Des chercheurs en psychologie de l’Université de New York ont revisité cette expérience célèbre pour en tirer de nouvelles conclusions, publiées récemment dans PNAS. L’équipe a fait appel à des milliers de participants et participantes sur la plateforme Amazon Mechanical Turk, en ajustant la méthodologie. Premier défi? « Exclure ceux et celles qui avaient déjà vu l’expérience originale sur YouTube! » précise Pascal Wallisch, auteur principal de l’étude et psychologue spécialisé en neuroscience cognitive de l’attention visuelle.
Les scientifiques ont testé différents scénarios. Ils ont entre autres modifié la vitesse à laquelle le gorille traverse le groupe : tantôt lentement, tantôt vite. Ils ont ainsi remarqué que lorsque le gorille bouge rapidement, l’attention est vite portée sur cet élément inattendu.

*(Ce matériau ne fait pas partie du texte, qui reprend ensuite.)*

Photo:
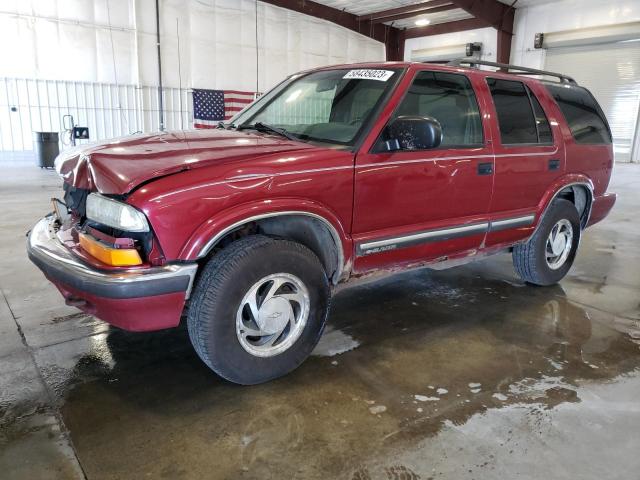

En revanche, lorsqu’il se déplace lentement, comme dans l’expérience originale, le cerveau n’y prête pas attention, concentré qu’il est à compter le nombre de passes.
Les quatre chercheurs de la NYU ne se sont pas arrêtés là. Dans une autre partie de l’expérience, ils ont demandé à leurs cobayes de compter le nombre de carrés qui traversaient une ligne dans une vidéo. Encore une fois, un objet inattendu (un triangle) apparaissait à un moment précis à l’écran. Est-ce que le triangle est passé inaperçu? Comme dans l’expérience avec le gorille, cela dépendait de la vitesse de déplacement du triangle.
Questionné par Québec Science sur les objectifs poursuivis par cette expérience, Pascal Wallisch indique avoir voulu la revisiter après avoir constaté que la variation de la vitesse de l’objet inattendu n’avait pas été testée. « En psychologie cognitive, il y a cette idée sur l’attention, qui n’a aucun sens selon moi, où l’on dit que les gens sont incapables de percevoir un changement, même s’il est devant eux et même s’ils savent qu’il est en train de se produire. L’objectif de notre recherche était de déterminer si cela était vrai », dit Pascal Wallisch.
D’après lui, les résultats sont très clairs sur ce point : « plus le mouvement est rapide, mieux il est perceptible. » Les auteurs soulignent qu’une partie du cerveau des primates est dédiée à la détection du mouvement. Dans la nature, le mouvement rapide peut provenir d’un prédateur, d’une proie ou d’un congénère.
« Lorsqu’on pense à la vision, on l’associe souvent à des couleurs ou des visages, par exemple. On ne pense pas nécessairement au mouvement. La plupart des animaux ne voient pas la couleur. S’ils aperçoivent quelque chose, c’est le mouvement qu’ils voient. Une grande partie de leur cerveau est ainsi consacrée à la perception du mouvement, qui est détecteur de forme de vie », explique Pascal Wallisch.
Bref, notre cerveau serait beaucoup plus compétent que ce que pouvait laisser croire l’expérience de 1999.
Des retombées dans différents domaines
Le chercheur Pascal Wallisch souligne que son étude pourrait avoir des implications dans divers domaines. Par exemple, les illusionnistes utilisent inconsciemment cette tactique de vitesse pour diriger l’attention du public vers une main plutôt que l’autre, qui est en train de faire une manipulation magique.
Dans le domaine aéronautique, le tableau de bord d’un avion est illuminé de toute part. En faisant bouger rapidement un élément, on pourrait capter l’attention des pilotes lors de manœuvres critiques.
À la suite de cette étude, le chercheur du NYU envisage d’explorer les mécanismes d’attention chez les personnes qui souffrent d’un TDAH. « Ce n’est qu’une hypothèse, mais les individus ayant un trouble du déficit de l’attention seraient peut-être plus facilement distraits par des mouvements lents que ceux qui n’ont pas de TDAH », suppose-t-il.